Hillary and Chelsea Clinton’s Gutsy Labor Theft

Hillary and Chelsea Clinton’s new book, The Book of Gutsy Women, actually isn’t as bad as it could be — at least when it comes to the content. Unfortunately, it shamelessly appropriates other people’s research without the slightest acknowledgment.

Hillary Clinton and Chelsea Clinton discuss their new book 'The Book of Gutsy Women' at the Wilshire Ebell Theatre on November 5, 2019 in Los Angeles, California. Emma McIntyre / Getty

When not provoking Bernie Sanders’s base into donating and phone-banking for him even more — thank you, Hillary! — the former Secretary of State, with her daughter, has been pursuing a sideline common to many has-beens: writing books.

At first glance, Hillary and Chelsea Clinton’s new book, The Book of Gutsy Women: Favorite Stories of Courage and Resilience, isn’t as bad as it could be. The mother-and-daughter pair don’t limit themselves to respectable Western role models or those who conform to their usual centrist ideology; Rigoberta Menchú, for example, fought on the opposite side of Guatemala’s civil war against a CIA-backed right-wing government (just the kind of government Secretary of State Hillary would have loved). While the book sometimes reads like an elementary school textbook, the portraits are accurate and go beyond sanitized caricature: the Clintons’ Helen Keller is a socialist and their Harriet Tubman is armed.

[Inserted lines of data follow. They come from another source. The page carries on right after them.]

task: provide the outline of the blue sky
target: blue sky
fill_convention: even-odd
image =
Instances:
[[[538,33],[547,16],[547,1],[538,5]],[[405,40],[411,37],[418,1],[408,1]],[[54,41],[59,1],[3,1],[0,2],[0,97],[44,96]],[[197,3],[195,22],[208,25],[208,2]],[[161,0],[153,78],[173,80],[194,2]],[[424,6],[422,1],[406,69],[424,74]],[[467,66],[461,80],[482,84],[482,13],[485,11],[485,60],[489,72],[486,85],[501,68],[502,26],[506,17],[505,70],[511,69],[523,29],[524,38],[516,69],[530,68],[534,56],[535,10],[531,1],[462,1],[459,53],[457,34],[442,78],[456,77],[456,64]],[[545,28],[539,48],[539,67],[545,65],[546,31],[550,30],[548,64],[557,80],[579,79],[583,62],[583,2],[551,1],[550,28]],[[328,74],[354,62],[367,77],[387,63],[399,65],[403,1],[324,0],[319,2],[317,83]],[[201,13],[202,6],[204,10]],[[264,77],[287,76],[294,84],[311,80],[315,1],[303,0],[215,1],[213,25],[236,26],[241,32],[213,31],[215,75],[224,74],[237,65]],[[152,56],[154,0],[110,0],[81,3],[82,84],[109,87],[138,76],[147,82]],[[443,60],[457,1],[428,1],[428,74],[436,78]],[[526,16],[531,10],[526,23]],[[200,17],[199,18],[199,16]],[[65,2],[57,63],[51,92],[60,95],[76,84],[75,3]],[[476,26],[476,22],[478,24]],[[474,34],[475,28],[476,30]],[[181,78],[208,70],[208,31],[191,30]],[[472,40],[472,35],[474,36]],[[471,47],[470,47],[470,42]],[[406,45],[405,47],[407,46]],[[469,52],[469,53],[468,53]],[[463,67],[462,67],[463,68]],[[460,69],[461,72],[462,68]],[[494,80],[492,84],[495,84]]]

Here’s the problem, though: like liberal feminism in general, the text depends on the shameless appropriation of other people’s labor — mostly that of other women.

While Gutsy Women is well-researched, almost none of the scholars upon whose work it relies get credit. The Clintons give Harriet Tubman biographer Catherine Clinton a mention, along with some of the women’s own autobiographies, but in most of the chapters, the biographers and scholars whose work has provided the material for these sketches go uncited. Substantial biographies have been written on many of these women, and though Gutsy Women’s sketches go deeper than Wikipedia, almost none of this work is mentioned. Each is packed with information that the Clintons surely didn’t know off the top of their heads — a detailed description, for example, of Frances Perkins’s experience of watching the Triangle Shirtwaist fire from the sidewalk below — and a large research team is thanked in the acknowledgements. Nonetheless, Gutsy Women has no footnotes or endnotes. There is no bibliography, no “recommended further reading.” Presumably, the Clintons concluded that sourcing was for non-gutsy wimps, those people-pleasing wallflowers who don’t want to rip off other people’s work without acknowledgement.

It nicely encapsulates what the Clintons’ brand of feminism is all about: even when they’re unearthing genuinely radical histories of struggle, they can’t help reproducing the system in which, for a couple women to succeed, a lot of other women — cleaners, secretaries, scholars, biographers — have to be exploited.

We would love to see the whole Clinton family find careers — or at least some hobbies — outside politics. But writing books may not be their best option.